Ardem Patapoutian used pressure-sensitive cells to discover a new class of sensors that respond to mechanical stimuli in the skin and internal organs. Patapoutian is (co-)author of patents such as "Mechanically-activated cation channels" ( US2013/0156762Al (4,82 MB)) or "Modulators of GPR68 and uses thereof for treating and preventing diseases" ( WO002019150309A1 (9,96 MB)).
Julius and Patapoutian's groundbreaking discoveries, according to the Nobel Academy, launched intense research activities leading to a rapid increase in our understanding of how our nervous system senses heat, cold, and mechanical stimuli.
The prize for economics is shared by David Card "for his empirical contributions to labour economics" and Joshua D. Angrist and Guido W. Imbens "for their methodological contributions to the analysis of causal relationships".
The Nobel Prize for Literature goes to Abdulrazak Gurnah “for his uncompromising and compassionate penetration of the effects of colonialism and the fate of the refugee in the gulf between cultures and continents.”

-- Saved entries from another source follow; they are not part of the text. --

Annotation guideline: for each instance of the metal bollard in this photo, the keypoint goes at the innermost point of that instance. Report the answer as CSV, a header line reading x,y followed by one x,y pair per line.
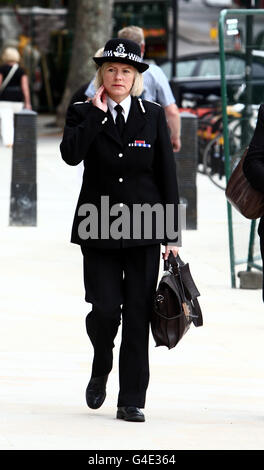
x,y
186,163
23,199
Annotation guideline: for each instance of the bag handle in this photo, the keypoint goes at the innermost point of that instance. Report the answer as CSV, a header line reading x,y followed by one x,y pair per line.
x,y
10,74
172,260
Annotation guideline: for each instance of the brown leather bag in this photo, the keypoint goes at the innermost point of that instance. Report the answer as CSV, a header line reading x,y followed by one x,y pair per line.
x,y
239,192
175,305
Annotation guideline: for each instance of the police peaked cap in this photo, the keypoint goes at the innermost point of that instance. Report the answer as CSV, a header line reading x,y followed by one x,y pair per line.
x,y
123,51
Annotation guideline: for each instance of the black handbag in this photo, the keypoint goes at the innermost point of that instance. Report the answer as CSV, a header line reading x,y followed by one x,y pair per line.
x,y
175,305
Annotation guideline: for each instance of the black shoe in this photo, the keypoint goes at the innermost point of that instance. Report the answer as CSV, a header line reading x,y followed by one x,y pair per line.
x,y
130,413
95,392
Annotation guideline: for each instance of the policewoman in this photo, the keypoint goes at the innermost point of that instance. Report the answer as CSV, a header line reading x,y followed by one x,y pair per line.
x,y
128,159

Only one woman among the 2021 laureates
Women continue to be strongly underrepresented in the Nobel Prizes: Among the total of 943 people who have received a Nobel Prize since 1901, only 58 have been women. This year there is only one female laureate, Maria Ressa, who shares the Nobel Peace Prize with Dmitry Andreyevich Muratov (“for their efforts to safeguard freedom of expression, which is a precondition for democracy and lasting peace”).

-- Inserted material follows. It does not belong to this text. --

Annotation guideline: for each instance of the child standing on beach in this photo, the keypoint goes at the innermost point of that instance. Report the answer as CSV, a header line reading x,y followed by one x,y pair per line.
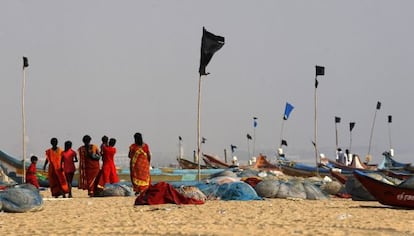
x,y
69,158
31,172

As last year, the Nobel Prizes are endowed with ten million Swedish kronor (about 980,000 euros) per category. The prestigious Nobel medals and diplomas are traditionally awarded in a ceremony on 10 December, the anniversary of the death of prize donor and dynamite inventor Alfred Nobel. This year, due to the pandemic, there will again be a "Nobel Week" with decentralised award ceremonies, some of which can be viewed via livestream.